Yesterday our Ali girl relinquishes everything my son had given her before he left on his mission.  I’m not sure who’s taking it harder, me, my girls or my son.  We all loved Ali so much.  Of course I had my doubts merely because she was just too young, but my son was so sure.  Ali was his very first true love and I remember clearly the night he introduced her to me.  After a huge win in their football game and all he wanted was for me and the rest of the family to be nice to her.  We couldn’t help it though, Ali stole all our hearts with her innocence, sweetness and sincerity.  The difference between us and her was that of night and day.  She came from a wealthy family and we were poor as dirt but we had one thing she didn’t have and that was, the love of a “FAMILY”.   Her parents were divorced, she lived with her sister and mom in a big old house by themselves and she embraced all of us like the family she never had.  So sweet, so giving and she loved us. 

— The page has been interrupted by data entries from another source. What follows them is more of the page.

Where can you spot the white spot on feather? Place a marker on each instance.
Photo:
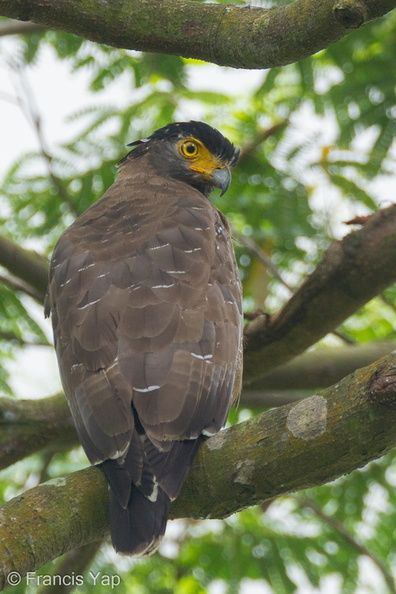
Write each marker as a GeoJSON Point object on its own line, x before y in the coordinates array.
{"type": "Point", "coordinates": [158, 247]}
{"type": "Point", "coordinates": [163, 286]}
{"type": "Point", "coordinates": [88, 304]}
{"type": "Point", "coordinates": [86, 267]}
{"type": "Point", "coordinates": [203, 357]}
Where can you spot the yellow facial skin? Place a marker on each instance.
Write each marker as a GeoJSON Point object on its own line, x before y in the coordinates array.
{"type": "Point", "coordinates": [198, 155]}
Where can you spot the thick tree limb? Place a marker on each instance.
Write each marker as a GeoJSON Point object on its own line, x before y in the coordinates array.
{"type": "Point", "coordinates": [352, 272]}
{"type": "Point", "coordinates": [29, 426]}
{"type": "Point", "coordinates": [242, 37]}
{"type": "Point", "coordinates": [281, 451]}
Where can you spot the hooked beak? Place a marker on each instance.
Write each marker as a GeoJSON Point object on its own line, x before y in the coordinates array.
{"type": "Point", "coordinates": [221, 178]}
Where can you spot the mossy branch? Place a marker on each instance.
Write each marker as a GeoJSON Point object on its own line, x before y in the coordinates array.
{"type": "Point", "coordinates": [284, 450]}
{"type": "Point", "coordinates": [225, 34]}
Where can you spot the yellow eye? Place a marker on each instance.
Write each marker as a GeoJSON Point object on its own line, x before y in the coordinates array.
{"type": "Point", "coordinates": [189, 149]}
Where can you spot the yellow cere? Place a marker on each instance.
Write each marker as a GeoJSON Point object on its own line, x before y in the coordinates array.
{"type": "Point", "coordinates": [201, 159]}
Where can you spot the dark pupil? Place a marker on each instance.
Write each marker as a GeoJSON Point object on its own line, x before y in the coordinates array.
{"type": "Point", "coordinates": [190, 148]}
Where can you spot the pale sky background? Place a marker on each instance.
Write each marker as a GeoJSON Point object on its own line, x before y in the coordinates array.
{"type": "Point", "coordinates": [58, 93]}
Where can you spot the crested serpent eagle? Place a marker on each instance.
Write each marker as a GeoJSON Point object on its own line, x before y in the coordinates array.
{"type": "Point", "coordinates": [145, 299]}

Last we saw Ali was during Bingham’s High School graduation last year.  She graduated together with Pati.  After that she was in full preparation mode for college and off she went.  We all missed her and then slowly the news trickled in that she already acquired a boyfriend.  At first I felt devastation for my son because I knew how much he was counting on her waiting for him.  He often said I jinxed it for them because I told him straight to his face:  “These relationships rarely worked.  Ali is too young and people change when they go on their mission.”  I was speaking from experience as I had two boyfriends that left on their mission.  I thought I’d never get over it but after 2 months, I was good.  It was on to better things and more boyfriends.  Ali was going through the same thing.  Puppy love for her but for my Mo, she was his world.  Well, I had warned him that he didn’t need any girlfriend to mess with his head before he leaves on his mission but he insisted that he can handle it.  I know he’s already adjusted to the fact that there won’t be any Ali waiting with a sign:  “WELCOME HOME ELD. TOKI” at the airport.  Two years was simply too long of a time to wait.

Seeing her yesterday was bittersweet.  She’s still the bright-eyed, sweet and gentle girl that we know.  Same heart-warming smile that stole our hearts through her sincerity and love.  She still loves us and we can tell, but something has definitely changed and that’s the way life goes.  We can’t stop change no matter how hard we try.  When she finally bid her farewells, we hugged and say our “I love you’s”.  Sadly I have a feeling we will probably not going to ever see our Ali girl again.  

After she left we all gather round the forlorn looking box.  It was not sealed or taped.  We opened it and the girls let out their  “Awh’s and Ohh’s” as we dig through the items one by one.  Everything from jewelry, candies, $1 bill, $20 Gold Coin and his State Championship ring.  Everything was returned in an absolute good condition.  She hadn’t left one thing for herself and that goes to show, she’s done and have moved on.  My heart was heavy as I held his beautiful football ring up.   All we have in this life is memories.  They are treasures of how we lived and loved.  Things like these, reminds us of seasons in the past.  Times and people that has shaped our hearts and we either hold their memories dear to us to make us smile again and again or make us weep with longing and sadness for what we’ve lost.  We’ve lost our Ali girl but I know her friendship remains with us inside our hearts.  We are grateful that we got to know her and had a moment in time with her and her family.  We’ve learned unconditional love and she gives of everything she can afford to give us.  From furniture, to dishes, clothes, shoes and the very bed we sleep in.  Through her the Lord was able to meet our needs at that specific time and place.  The Lord always works in mysterious ways.  Mostly it’s through people that He’s able to provide for His children that are in need.  He gave us Ali in a time where we needed her the most.

Perhaps my Mahonrai will eventually find someone else to replace Ali in his heart.  He’s got a future so bright that I am so excited to watch it unfold.  I know that he will be blessed because he is a very obedient son.  A hard worker and he strives faithfully everyday to fulfill Heavenly Father’s will.  He will get what he deserves and he deserves the best.  So for now we bid fare-thee-well to our Ali girl.  Another time, another place, we all shall meet again our dear sweet friend.  If not in this life, perhaps in the next.